Semmai sarebbe molto proficuo seguire l’esempio della Germania e di molta parte d’Europa riguardo a misure come il salario minimo. A questo riguardo è interessante quanto sta accadendo a Bruxelles dove è in discussione una direttiva che promuove una soglia retributiva minima al di sotto della quale non si può scendere. L’obiettivo è la lotta alle disuguaglianze e al lavoro povero, come scrive su Left il presidente del Partito della sinistra europea Heinz Bierbaum, approfondendo la scelta del governo tedesco di aumentare il salario minimo. Tema, purtroppo, quasi del tutto sparito nel dibattito italiano. Ancor più coraggioso e lungimirante è la proposta che viene da alcuni Paesi nordici (ma non solo) di sperimentare la riduzione di lavoro a parità di salario. Lavorare meno e lavorare tutti, sarebbe l’auspicio in un quadro di difesa del settore pubblico e dei servizi sociali. Un esponente politico di primo piano come la premier finlandese Sanna Marin ha rilanciato il dibattito su questo tema più di un anno fa. Una proposta diventata esperimento concreto in Islanda come ricostruisce su questo numero l’inchiesta di Leonardo Filippi, raccontando anche di analoghi tentativi in Spagna e della discussione che ha preso forza ora anche in Giappone.

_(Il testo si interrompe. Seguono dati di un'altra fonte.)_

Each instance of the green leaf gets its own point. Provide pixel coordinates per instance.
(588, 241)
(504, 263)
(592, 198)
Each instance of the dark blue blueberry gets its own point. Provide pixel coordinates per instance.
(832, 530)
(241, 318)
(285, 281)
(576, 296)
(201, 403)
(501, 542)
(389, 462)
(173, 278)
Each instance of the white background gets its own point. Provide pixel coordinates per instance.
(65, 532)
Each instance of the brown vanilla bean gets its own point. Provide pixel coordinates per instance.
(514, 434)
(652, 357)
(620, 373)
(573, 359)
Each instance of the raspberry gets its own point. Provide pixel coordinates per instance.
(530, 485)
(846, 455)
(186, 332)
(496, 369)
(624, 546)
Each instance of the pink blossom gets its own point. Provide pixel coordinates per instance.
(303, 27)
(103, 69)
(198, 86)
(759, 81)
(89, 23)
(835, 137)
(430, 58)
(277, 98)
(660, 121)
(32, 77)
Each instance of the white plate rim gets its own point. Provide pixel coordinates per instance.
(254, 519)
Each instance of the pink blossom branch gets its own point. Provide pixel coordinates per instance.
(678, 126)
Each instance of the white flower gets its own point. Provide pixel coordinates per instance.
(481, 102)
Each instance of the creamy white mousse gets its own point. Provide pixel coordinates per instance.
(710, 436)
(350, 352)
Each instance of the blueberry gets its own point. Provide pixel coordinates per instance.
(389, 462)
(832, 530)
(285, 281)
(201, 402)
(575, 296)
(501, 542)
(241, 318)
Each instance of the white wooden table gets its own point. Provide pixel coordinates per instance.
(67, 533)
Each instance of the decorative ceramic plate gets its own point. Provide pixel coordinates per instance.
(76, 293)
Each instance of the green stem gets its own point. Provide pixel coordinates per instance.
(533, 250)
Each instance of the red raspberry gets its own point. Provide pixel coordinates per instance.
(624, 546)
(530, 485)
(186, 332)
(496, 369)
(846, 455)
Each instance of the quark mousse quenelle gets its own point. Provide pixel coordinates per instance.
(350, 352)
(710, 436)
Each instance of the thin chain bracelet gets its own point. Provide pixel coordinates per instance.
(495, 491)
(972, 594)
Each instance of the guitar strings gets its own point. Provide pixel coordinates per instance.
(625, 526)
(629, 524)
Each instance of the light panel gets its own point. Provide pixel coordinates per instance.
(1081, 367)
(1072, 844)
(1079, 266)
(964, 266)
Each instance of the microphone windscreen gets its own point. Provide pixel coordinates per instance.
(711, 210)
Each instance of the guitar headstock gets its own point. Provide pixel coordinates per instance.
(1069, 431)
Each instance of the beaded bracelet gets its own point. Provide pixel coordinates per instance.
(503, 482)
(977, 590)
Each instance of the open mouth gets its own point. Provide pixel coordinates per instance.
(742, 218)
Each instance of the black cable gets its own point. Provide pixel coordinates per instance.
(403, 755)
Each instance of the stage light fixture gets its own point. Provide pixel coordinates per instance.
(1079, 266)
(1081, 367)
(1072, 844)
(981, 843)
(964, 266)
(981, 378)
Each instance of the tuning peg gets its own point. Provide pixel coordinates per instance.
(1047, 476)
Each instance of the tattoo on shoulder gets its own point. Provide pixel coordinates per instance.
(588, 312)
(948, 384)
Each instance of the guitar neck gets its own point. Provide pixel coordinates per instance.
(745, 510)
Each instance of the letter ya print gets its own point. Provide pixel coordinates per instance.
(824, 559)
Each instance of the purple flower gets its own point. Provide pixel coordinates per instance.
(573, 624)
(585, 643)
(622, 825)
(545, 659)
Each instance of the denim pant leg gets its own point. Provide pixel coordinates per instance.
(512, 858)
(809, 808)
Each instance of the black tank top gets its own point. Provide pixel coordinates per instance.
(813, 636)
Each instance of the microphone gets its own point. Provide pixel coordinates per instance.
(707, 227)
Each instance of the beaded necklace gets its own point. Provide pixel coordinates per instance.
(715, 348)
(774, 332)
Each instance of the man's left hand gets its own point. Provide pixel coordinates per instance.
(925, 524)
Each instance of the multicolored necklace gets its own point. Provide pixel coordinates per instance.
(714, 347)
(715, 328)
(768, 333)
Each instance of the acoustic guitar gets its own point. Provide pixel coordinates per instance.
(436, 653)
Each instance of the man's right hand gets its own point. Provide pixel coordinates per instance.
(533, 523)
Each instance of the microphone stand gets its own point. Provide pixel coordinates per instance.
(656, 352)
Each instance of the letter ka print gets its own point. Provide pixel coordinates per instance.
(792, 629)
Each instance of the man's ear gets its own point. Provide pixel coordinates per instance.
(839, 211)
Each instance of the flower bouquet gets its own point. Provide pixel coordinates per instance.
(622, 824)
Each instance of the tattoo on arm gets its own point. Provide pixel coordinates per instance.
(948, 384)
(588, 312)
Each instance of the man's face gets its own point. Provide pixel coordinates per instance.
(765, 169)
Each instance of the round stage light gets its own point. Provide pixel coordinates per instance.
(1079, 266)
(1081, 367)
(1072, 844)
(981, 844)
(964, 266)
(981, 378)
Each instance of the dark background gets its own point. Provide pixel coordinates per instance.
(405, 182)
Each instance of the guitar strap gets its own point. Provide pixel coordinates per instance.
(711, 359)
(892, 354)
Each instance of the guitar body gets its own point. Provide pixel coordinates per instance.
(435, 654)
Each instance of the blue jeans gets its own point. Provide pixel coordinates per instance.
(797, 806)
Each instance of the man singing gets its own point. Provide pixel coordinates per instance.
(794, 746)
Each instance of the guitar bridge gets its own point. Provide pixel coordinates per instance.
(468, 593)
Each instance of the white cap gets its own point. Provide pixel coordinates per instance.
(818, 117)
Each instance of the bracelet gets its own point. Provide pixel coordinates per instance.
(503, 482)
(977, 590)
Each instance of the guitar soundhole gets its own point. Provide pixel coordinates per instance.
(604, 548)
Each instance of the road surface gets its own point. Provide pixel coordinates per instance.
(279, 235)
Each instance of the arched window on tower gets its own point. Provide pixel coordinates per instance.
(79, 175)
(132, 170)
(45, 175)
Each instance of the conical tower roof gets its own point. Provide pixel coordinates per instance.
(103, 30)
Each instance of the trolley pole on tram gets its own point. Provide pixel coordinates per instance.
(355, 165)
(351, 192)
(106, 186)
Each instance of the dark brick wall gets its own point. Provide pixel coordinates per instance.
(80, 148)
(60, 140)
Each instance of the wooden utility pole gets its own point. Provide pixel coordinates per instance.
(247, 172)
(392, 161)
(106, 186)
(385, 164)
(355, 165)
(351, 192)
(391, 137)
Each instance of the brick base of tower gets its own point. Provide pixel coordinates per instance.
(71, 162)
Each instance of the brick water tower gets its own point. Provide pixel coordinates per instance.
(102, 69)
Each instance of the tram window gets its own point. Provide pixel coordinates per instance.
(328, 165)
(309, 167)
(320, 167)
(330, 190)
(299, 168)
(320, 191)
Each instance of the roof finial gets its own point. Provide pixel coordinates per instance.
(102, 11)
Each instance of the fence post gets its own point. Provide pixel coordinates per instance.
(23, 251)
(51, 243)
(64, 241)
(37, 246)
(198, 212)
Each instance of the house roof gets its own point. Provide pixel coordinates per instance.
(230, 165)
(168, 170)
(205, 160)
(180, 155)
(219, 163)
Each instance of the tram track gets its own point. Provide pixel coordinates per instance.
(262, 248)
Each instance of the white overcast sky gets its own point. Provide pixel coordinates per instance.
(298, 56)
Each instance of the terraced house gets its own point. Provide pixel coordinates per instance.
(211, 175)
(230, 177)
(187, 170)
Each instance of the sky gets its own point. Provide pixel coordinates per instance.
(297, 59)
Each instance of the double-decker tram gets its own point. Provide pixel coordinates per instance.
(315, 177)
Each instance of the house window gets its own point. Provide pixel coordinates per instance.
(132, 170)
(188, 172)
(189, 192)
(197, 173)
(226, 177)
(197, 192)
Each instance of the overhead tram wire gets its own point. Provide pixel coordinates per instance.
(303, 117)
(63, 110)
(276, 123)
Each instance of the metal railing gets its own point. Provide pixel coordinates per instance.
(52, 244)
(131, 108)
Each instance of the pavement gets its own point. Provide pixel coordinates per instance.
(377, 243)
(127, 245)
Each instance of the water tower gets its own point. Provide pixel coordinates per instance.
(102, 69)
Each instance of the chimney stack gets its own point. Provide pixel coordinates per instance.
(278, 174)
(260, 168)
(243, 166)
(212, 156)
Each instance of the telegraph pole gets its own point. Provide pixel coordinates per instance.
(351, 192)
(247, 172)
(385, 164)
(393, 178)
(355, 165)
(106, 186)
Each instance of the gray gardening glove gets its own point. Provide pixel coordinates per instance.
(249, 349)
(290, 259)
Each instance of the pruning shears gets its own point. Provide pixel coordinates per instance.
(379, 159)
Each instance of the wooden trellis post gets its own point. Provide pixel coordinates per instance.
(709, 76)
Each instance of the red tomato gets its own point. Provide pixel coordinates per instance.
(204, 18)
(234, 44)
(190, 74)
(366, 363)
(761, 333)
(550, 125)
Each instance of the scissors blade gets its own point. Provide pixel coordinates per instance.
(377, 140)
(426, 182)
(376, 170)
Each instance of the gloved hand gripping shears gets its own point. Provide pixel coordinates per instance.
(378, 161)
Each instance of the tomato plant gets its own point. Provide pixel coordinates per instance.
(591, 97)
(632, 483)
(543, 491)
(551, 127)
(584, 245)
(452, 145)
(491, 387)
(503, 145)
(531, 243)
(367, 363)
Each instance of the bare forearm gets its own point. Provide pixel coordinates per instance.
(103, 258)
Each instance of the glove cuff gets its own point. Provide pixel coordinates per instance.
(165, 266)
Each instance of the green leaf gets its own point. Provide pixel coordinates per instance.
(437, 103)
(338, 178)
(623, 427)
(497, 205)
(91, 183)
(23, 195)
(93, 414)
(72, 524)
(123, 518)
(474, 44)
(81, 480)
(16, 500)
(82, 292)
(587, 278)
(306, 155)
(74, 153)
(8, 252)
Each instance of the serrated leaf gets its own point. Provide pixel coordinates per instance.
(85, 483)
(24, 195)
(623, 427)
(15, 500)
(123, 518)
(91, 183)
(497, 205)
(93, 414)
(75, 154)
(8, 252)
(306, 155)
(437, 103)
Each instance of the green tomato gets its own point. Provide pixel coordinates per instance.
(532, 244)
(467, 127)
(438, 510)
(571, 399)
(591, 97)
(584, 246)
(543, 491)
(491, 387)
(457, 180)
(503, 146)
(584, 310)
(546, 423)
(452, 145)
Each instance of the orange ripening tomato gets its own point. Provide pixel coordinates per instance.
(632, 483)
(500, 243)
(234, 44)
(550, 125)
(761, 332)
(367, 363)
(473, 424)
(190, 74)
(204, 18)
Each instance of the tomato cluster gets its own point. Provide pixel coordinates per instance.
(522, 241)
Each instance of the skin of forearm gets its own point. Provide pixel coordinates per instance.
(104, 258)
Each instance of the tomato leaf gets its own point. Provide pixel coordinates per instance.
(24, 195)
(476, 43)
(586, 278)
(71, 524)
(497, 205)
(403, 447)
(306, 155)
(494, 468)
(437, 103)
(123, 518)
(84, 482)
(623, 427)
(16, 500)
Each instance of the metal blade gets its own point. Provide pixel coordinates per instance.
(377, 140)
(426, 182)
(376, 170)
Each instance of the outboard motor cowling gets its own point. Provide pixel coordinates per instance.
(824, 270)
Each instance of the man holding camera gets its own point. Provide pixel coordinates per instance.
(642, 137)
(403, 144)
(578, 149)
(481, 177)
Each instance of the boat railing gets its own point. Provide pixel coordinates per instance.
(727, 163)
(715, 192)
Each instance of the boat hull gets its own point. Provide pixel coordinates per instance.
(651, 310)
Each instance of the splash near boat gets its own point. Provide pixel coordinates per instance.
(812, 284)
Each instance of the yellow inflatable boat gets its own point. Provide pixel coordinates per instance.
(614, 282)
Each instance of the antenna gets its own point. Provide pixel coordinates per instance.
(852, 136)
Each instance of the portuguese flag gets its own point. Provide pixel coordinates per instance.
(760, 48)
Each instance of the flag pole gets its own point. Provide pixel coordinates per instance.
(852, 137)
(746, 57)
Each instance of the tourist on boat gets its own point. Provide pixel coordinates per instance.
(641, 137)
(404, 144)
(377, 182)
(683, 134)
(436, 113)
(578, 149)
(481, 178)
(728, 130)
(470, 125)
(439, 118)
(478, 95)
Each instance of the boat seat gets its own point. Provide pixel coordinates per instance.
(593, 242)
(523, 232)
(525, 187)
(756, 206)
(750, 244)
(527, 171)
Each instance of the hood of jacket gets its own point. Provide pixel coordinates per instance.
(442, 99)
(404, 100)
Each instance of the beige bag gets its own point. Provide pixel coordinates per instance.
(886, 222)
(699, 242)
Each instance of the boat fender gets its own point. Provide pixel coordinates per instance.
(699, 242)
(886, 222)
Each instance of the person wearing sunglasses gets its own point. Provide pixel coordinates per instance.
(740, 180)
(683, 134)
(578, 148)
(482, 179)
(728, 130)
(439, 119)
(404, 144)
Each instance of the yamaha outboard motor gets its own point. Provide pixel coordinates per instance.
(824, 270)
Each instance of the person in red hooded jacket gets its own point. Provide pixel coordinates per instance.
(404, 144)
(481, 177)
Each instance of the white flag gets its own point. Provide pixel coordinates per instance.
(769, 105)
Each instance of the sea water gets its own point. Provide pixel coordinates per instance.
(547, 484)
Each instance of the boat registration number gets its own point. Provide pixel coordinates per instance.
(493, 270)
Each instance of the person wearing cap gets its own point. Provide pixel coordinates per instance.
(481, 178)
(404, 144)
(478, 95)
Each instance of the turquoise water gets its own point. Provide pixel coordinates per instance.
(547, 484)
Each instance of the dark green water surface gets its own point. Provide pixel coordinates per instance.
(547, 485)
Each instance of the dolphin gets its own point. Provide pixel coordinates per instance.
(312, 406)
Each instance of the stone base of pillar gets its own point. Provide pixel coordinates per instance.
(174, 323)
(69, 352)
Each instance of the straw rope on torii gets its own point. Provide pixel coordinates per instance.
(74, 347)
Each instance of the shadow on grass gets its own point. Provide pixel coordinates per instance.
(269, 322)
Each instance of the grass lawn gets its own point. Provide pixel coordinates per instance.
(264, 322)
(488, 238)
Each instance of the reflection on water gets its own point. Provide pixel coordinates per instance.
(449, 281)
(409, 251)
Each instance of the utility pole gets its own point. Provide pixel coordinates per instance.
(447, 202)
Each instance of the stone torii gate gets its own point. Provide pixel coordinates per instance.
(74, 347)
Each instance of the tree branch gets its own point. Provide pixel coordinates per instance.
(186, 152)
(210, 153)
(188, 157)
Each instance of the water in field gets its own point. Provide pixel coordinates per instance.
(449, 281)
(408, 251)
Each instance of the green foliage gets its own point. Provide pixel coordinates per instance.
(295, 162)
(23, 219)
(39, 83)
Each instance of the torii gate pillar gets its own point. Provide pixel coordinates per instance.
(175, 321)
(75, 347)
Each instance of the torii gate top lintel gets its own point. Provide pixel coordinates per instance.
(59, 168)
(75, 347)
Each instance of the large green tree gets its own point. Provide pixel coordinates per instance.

Abbiamo un po’ provocatoriamente intitolato “Diritto all’ozio” questa nostra nuova storia di copertina dedicata al lavoro, pensando all’otium letterario dei latini, a quel diritto ad avere tempo per leggere, studiare, creare che dovrebbe essere di tutti e non solo di chi può permetterselo. Ricordando quel che diceva Marx riguardo al tempo liberato dal lavoro che ognuno dovrebbe poter dedicare all’arte e proprie passioni. Ma l’ozio si sa è sempre stato il demonio per la religione cristiana alleata al capitalismo che predica il lavoro, come fatica, come espiazione. Invece questa parola potrebbe essere degnamente rispolverata in un progetto di riorganizzazione radicale della società e del mondo del lavoro che metta al centro la dimensione umana, l’individuo con i suoi bisogni ed esigenze di realizzazione di sé nel rapporto con gli altri, il potenziale creativo della collettività. Tema affascinante e ancora tutto da esplorare per mettere in moto processi di trasformazione che non distruggano il pianeta e modelli di sviluppo non più basati sullo sfruttamento.